Opposition legislator Pedro Fernández also criticized a lack of unity within the opposition and a tendency for each party within the coalition to be looking out for its own interests.

“This goes for all political factions, not just [Capriles’ party] Primero Justicia. We have to put the interests of Venezuela first, and not just try to gain more power for one party,” he said.

Fernández listed several possibilities for who the opposition candidate could be, including MUD’s Executive Secretary Ramón Aveledo, Governor of Lara, Henri Falcón, or Henrique Capriles.

“The most important thing is for [the candidate] to be able to unite all Venezuelans. I’m not sure if Capriles can do that. We will have to analyze that,” he said.

Various opposition voices have criticized the MUD coalition for being controlled by an elite group, and not making decisions democratically, causing some leaders to break ranks with the opposition.

Former presidential primaries candidate Diego Arria has recently distanced himself from the organization, and claimed last week that the coalition is really controlled by only three or four parties.

“Things should not be decided by one person, or by an elite group, but by everyone. We cannot participate in elections again with the same rules. There has to be transparency in the decisions we are taking or people will not mobilize,” said Arria on Monday.

Arria has criticized Capriles and others among the opposition for “legitimizing” the Chavez government, which he claims is not a legitimate government due to Chavez not being sworn in last January 10th.
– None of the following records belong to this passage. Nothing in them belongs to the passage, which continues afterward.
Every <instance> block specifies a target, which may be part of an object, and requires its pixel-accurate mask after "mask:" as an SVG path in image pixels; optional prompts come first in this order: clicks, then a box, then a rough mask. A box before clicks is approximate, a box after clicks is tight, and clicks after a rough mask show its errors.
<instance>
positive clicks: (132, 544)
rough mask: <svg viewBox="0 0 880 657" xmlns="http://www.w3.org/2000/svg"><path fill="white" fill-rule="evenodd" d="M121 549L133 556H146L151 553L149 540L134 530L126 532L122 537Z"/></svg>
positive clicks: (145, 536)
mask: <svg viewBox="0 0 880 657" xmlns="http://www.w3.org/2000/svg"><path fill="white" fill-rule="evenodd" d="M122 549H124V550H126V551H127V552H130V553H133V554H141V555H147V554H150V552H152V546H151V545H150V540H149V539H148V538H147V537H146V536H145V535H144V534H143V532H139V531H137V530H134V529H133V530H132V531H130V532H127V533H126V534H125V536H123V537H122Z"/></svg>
The Venezuelan constitution calls for new elections to be held within 30 days in the event that the president resigns or is declared permanently absent due to being physically or mentally unable to continue in office.

After Chavez designated Vice President Nicolás Maduro as his successor in December, there has been little doubt among pro-Chavez sectors who their candidate will be in the event of new elections.

A survey by private pollster Hinterlaces earlier this showed that Maduro would defeat Capriles by a margin of 14 points in the event an election is held in the coming months. The opposition, however, claims Hinterlaces is biased in favor of the government.